# Vinyl remains stuck to carrier/ backer when pressed!



## Mu (Jan 7, 2010)

Im having problems pressing vinyl onto T-shirts. Upon pressing the vinyl and pealing the carrier sheet, I sometimes find the vinyl peeling up with the carrier sheet. Its quite irritaiting. Its also worth noting its seems to be quite a random occurance. 

Im using a craft robo cc330 and Im using hotflex ultra purchased from MDP supplies. I have read this post, in which people were havng simular problems. http://www.t-shirtforums.com/heat-press-heat-transfers/t98839.html

WHat I would like to know is if anyone has any new suggestions to help combat this problem. If not does anyone know a good UK based company that sells more effective vinyl in Craft Robo sized lengths. This is a key factor here.

Thanks.


----------



## Dtgman (Feb 11, 2010)

I only have that problem with small details in the vinyl. Try using more pressure or a higher temp


----------



## gerry (Oct 4, 2006)

yup, i agree...unless it's a bad batch you should try temp and pressure setting again...I've had that problem too..and a little tweaking cured it.


----------



## Nick Horvath (Feb 26, 2010)

I would also check your heat press to make sure that everything is functioning properly, specifically the heating element. There are inexpensive test strips for sale by different companies.

Also, it could be a defective batch of film that did not get adhesive in all areas.

Finally, some films have difficulty releasing if the carrier is cut into (scored) too much. You could try reducing your down force on your cutter.


----------



## Mu (Jan 7, 2010)

Thanks for the tips guys. I have been experimenting with different preassure and temps and in some cases it makes a fair bit of difference but Im still having the odd problem here and there. Repressing usually does help but in cases where most of the design is peeling up its difficult because by the time Ive got the carrier sheet of the vinyl is already crumpled.

@ Nick: Teststrips? I have never seen any of those before, is there anywhere u can suggest thats worth going to for one? I hope it isnt my press, its been pretty good to me so far, I only seem to having problems now which does make me suspect its a dodgy batch. Ill keep testing it though just to be sure.

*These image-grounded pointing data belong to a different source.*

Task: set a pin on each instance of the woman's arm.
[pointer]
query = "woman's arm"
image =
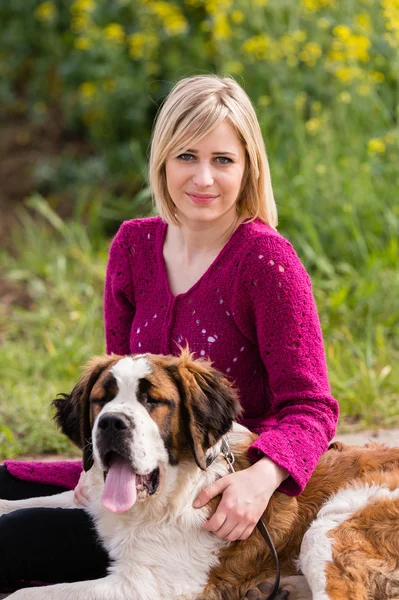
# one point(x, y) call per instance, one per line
point(119, 303)
point(279, 313)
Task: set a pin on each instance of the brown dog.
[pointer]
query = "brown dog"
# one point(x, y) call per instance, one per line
point(151, 427)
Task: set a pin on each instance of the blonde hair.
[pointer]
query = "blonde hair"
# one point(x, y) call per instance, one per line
point(193, 108)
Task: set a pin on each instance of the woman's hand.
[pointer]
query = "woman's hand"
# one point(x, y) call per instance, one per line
point(245, 497)
point(80, 493)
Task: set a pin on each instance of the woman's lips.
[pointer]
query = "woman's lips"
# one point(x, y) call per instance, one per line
point(202, 199)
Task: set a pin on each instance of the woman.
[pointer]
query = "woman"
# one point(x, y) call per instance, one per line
point(212, 272)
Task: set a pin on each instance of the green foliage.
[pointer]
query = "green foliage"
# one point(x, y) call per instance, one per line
point(323, 77)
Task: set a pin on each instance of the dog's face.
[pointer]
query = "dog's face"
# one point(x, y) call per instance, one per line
point(136, 415)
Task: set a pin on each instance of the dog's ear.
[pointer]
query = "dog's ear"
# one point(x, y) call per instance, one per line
point(72, 413)
point(209, 403)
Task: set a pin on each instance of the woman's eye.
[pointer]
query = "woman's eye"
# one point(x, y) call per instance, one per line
point(185, 157)
point(223, 160)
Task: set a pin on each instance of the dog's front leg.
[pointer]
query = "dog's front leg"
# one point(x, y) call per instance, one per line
point(111, 587)
point(63, 500)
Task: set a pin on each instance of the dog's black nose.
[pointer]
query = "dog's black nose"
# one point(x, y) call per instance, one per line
point(112, 423)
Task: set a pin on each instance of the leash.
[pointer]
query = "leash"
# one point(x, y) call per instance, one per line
point(229, 457)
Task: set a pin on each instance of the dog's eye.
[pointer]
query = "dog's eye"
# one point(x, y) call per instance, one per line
point(147, 399)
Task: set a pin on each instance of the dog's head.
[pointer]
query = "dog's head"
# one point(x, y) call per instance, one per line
point(138, 414)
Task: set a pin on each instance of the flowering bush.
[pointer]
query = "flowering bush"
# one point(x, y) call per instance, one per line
point(322, 75)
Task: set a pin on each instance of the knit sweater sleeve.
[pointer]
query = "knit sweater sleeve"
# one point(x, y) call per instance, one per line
point(119, 303)
point(276, 310)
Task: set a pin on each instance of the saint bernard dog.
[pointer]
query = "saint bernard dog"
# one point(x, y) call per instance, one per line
point(151, 429)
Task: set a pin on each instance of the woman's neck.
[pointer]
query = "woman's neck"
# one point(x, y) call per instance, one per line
point(193, 240)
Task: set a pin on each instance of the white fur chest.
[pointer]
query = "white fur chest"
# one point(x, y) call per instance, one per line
point(161, 544)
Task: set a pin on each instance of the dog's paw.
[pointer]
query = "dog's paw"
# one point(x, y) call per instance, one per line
point(262, 591)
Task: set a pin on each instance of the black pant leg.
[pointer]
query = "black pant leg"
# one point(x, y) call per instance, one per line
point(51, 545)
point(12, 488)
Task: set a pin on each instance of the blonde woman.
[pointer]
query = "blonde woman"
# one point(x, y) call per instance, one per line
point(212, 272)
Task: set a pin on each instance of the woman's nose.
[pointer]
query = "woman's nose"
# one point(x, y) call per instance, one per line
point(203, 176)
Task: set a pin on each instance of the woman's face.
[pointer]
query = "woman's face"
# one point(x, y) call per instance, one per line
point(204, 182)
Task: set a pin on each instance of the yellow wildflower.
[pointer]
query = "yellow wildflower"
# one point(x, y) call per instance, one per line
point(137, 45)
point(80, 22)
point(237, 16)
point(206, 25)
point(292, 61)
point(83, 6)
point(313, 125)
point(391, 14)
point(377, 76)
point(257, 46)
point(375, 146)
point(310, 53)
point(345, 97)
point(46, 12)
point(87, 90)
point(323, 23)
point(300, 100)
point(363, 21)
point(342, 31)
point(214, 7)
point(316, 5)
point(316, 107)
point(288, 44)
point(234, 66)
point(114, 33)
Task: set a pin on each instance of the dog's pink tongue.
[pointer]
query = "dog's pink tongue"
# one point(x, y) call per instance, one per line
point(119, 492)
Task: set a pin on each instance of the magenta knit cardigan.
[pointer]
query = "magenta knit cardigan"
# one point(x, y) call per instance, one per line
point(252, 313)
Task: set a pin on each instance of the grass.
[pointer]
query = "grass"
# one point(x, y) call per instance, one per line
point(62, 267)
point(334, 157)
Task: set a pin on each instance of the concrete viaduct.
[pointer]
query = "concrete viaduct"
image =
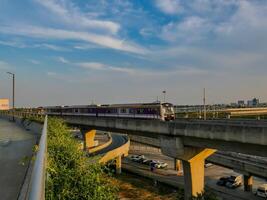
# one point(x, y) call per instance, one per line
point(191, 142)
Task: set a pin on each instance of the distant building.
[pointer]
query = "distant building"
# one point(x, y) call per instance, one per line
point(254, 102)
point(241, 103)
point(4, 104)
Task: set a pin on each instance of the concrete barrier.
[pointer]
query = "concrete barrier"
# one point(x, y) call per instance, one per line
point(102, 146)
point(122, 150)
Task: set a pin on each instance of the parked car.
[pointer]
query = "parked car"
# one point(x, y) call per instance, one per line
point(207, 164)
point(161, 165)
point(262, 191)
point(222, 181)
point(136, 158)
point(234, 182)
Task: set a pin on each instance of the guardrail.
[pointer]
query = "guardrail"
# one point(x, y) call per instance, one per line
point(122, 150)
point(37, 182)
point(102, 146)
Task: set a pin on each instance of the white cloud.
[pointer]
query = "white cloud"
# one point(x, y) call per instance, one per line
point(50, 47)
point(92, 65)
point(169, 6)
point(61, 34)
point(72, 15)
point(63, 60)
point(4, 65)
point(190, 29)
point(12, 44)
point(35, 62)
point(101, 66)
point(51, 73)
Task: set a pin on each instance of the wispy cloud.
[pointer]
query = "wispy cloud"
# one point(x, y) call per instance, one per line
point(169, 6)
point(13, 44)
point(101, 66)
point(63, 60)
point(72, 15)
point(4, 65)
point(61, 34)
point(35, 62)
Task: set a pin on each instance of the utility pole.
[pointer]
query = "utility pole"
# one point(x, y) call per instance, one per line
point(204, 104)
point(13, 95)
point(164, 95)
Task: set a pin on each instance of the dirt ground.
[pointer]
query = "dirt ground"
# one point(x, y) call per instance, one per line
point(134, 187)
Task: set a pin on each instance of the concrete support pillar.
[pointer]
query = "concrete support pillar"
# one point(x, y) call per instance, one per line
point(177, 164)
point(248, 181)
point(194, 173)
point(118, 165)
point(89, 137)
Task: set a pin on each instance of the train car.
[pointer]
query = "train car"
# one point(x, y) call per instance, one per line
point(161, 111)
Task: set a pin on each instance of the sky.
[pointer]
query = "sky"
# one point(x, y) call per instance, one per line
point(67, 52)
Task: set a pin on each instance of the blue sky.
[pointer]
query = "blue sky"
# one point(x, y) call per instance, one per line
point(120, 51)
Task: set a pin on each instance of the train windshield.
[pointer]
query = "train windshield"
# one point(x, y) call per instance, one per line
point(168, 108)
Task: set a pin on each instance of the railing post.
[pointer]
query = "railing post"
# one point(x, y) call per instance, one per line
point(37, 183)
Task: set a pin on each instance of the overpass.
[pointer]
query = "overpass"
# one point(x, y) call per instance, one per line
point(190, 141)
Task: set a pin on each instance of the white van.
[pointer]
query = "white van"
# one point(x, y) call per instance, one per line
point(262, 191)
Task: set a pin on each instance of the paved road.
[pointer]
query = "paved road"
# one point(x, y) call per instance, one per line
point(212, 174)
point(117, 141)
point(15, 144)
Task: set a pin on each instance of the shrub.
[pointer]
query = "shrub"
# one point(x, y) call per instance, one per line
point(70, 174)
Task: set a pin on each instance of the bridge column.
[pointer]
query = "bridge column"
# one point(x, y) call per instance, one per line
point(194, 173)
point(193, 160)
point(248, 181)
point(89, 137)
point(118, 165)
point(177, 165)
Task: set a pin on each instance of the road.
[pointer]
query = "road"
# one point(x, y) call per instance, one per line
point(15, 144)
point(212, 174)
point(169, 176)
point(117, 141)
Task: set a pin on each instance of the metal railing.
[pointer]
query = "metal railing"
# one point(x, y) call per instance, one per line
point(37, 182)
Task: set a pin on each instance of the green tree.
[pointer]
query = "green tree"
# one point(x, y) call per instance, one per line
point(70, 174)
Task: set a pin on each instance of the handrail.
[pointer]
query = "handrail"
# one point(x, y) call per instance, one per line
point(37, 182)
point(102, 146)
point(122, 150)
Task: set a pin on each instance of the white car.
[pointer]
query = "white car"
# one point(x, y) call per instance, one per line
point(161, 165)
point(262, 191)
point(136, 158)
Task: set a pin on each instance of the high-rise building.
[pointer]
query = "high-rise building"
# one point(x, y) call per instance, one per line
point(241, 103)
point(254, 102)
point(4, 104)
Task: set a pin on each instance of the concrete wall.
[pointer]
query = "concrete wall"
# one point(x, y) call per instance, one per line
point(248, 138)
point(36, 129)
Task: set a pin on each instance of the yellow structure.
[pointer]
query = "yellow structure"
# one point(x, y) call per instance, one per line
point(89, 137)
point(4, 104)
point(194, 173)
point(102, 146)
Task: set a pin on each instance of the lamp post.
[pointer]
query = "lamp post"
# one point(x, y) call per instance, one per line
point(164, 95)
point(13, 95)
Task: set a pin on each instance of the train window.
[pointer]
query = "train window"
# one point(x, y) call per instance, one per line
point(131, 110)
point(123, 110)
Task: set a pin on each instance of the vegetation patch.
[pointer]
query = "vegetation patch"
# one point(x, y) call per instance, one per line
point(70, 174)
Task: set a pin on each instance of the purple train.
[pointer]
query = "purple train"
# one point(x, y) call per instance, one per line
point(160, 111)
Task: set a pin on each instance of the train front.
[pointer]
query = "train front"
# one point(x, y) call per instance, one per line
point(168, 111)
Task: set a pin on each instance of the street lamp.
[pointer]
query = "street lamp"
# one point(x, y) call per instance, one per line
point(164, 95)
point(13, 94)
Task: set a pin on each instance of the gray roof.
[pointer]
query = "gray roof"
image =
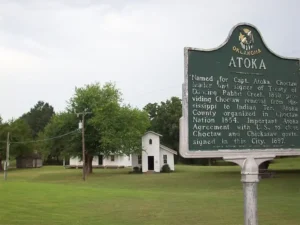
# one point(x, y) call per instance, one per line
point(152, 132)
point(168, 149)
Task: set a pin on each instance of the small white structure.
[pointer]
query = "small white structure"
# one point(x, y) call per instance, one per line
point(101, 161)
point(152, 159)
point(154, 154)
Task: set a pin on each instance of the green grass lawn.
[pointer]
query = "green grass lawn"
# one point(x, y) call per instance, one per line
point(191, 195)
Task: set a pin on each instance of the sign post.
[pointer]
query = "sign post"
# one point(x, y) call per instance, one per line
point(241, 103)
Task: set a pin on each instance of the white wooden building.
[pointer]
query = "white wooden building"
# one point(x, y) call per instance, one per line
point(155, 155)
point(101, 161)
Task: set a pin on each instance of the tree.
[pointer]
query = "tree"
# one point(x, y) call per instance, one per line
point(111, 128)
point(110, 123)
point(165, 120)
point(38, 117)
point(52, 145)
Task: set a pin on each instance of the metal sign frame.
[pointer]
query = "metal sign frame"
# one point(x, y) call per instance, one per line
point(220, 153)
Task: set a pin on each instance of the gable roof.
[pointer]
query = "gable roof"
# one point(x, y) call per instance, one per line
point(168, 149)
point(152, 132)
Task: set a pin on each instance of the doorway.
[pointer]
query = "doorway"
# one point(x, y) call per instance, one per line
point(100, 160)
point(150, 162)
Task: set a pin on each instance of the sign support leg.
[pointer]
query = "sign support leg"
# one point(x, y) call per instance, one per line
point(250, 171)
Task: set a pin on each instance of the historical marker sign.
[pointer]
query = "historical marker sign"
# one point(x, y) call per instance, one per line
point(240, 97)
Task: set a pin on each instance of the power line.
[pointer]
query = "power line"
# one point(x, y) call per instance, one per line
point(46, 139)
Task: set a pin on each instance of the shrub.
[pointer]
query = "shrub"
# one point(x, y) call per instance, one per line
point(165, 168)
point(136, 169)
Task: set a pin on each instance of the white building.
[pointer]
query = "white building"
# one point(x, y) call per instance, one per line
point(101, 161)
point(154, 155)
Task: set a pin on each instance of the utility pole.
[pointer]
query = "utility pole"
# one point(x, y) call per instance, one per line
point(7, 157)
point(83, 114)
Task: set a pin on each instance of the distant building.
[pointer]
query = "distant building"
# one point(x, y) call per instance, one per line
point(155, 155)
point(152, 158)
point(101, 161)
point(33, 160)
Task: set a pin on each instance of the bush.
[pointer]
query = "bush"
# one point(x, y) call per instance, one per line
point(136, 169)
point(165, 168)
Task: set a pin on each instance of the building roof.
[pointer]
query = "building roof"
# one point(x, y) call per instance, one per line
point(168, 149)
point(152, 132)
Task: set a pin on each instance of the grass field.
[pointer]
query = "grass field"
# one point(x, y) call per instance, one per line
point(191, 195)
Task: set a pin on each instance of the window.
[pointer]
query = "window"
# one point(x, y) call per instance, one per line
point(165, 159)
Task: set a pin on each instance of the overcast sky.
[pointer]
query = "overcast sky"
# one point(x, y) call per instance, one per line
point(47, 47)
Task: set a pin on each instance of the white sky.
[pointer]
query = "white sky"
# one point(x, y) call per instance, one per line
point(47, 47)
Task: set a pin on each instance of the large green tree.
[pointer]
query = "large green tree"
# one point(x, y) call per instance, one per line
point(38, 117)
point(112, 127)
point(165, 120)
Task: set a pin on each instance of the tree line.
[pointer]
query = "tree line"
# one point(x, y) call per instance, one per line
point(113, 127)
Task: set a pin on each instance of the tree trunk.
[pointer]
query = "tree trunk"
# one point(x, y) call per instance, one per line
point(1, 168)
point(264, 166)
point(89, 166)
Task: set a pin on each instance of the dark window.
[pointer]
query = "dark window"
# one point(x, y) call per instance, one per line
point(165, 159)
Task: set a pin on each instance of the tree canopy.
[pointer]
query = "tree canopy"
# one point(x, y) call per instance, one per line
point(111, 128)
point(38, 117)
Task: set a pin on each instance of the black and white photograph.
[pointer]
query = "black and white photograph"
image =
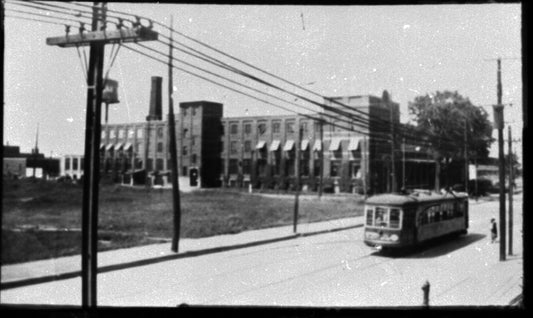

Thanks again guys for the words of wisdom


----------



## Nick Horvath (Feb 26, 2010)

Mu said:


> Thanks for the tips guys. I have been experimenting with different preassure and temps and in some cases it makes a fair bit of difference but Im still having the odd problem here and there. Repressing usually does help but in cases where most of the design is peeling up its difficult because by the time Ive got the carrier sheet of the vinyl is already crumpled.
> 
> @ Nick: Teststrips? I have never seen any of those before, is there anywhere u can suggest thats worth going to for one? I hope it isnt my press, its been pretty good to me so far, I only seem to having problems now which does make me suspect its a dodgy batch. Ill keep testing it though just to be sure.
> 
> Thanks again guys for the words of wisdom


 
Just google "heat press test strips" and you will find many places to buy them. Basically, they are heat activated strips that you place in each corner of your lower platen and then one in the middle of the lower platen. They have printed on them temperature ranges. You would set your machine to say 350F, and all the other temperatures below 350 should darken if your heat press is accurate.

Many screenprinters use something similar to test their dryers....


----------



## Artsplace-CBR (Feb 22, 2007)

What do you mean by carrier sheet?


----------



## Mu (Jan 7, 2010)

Ah ok thanks Nick Ill give that a try, much appreciated.



Artsplace-CBR said:


> What do you mean by carrier sheet?


I mean the plastic backing sheet that the vinyl comes attatched to, not a carrier sheet that you use with a plotter if thats what you thought I meant. 

I never know what to call it.. a carrier sheet, a backer...something.


----------



## corakes (Nov 15, 2007)

Sometimes I have the same problem. I usually put a rubber sheet on top of the vinyl before pressing. That helps me a lot.


----------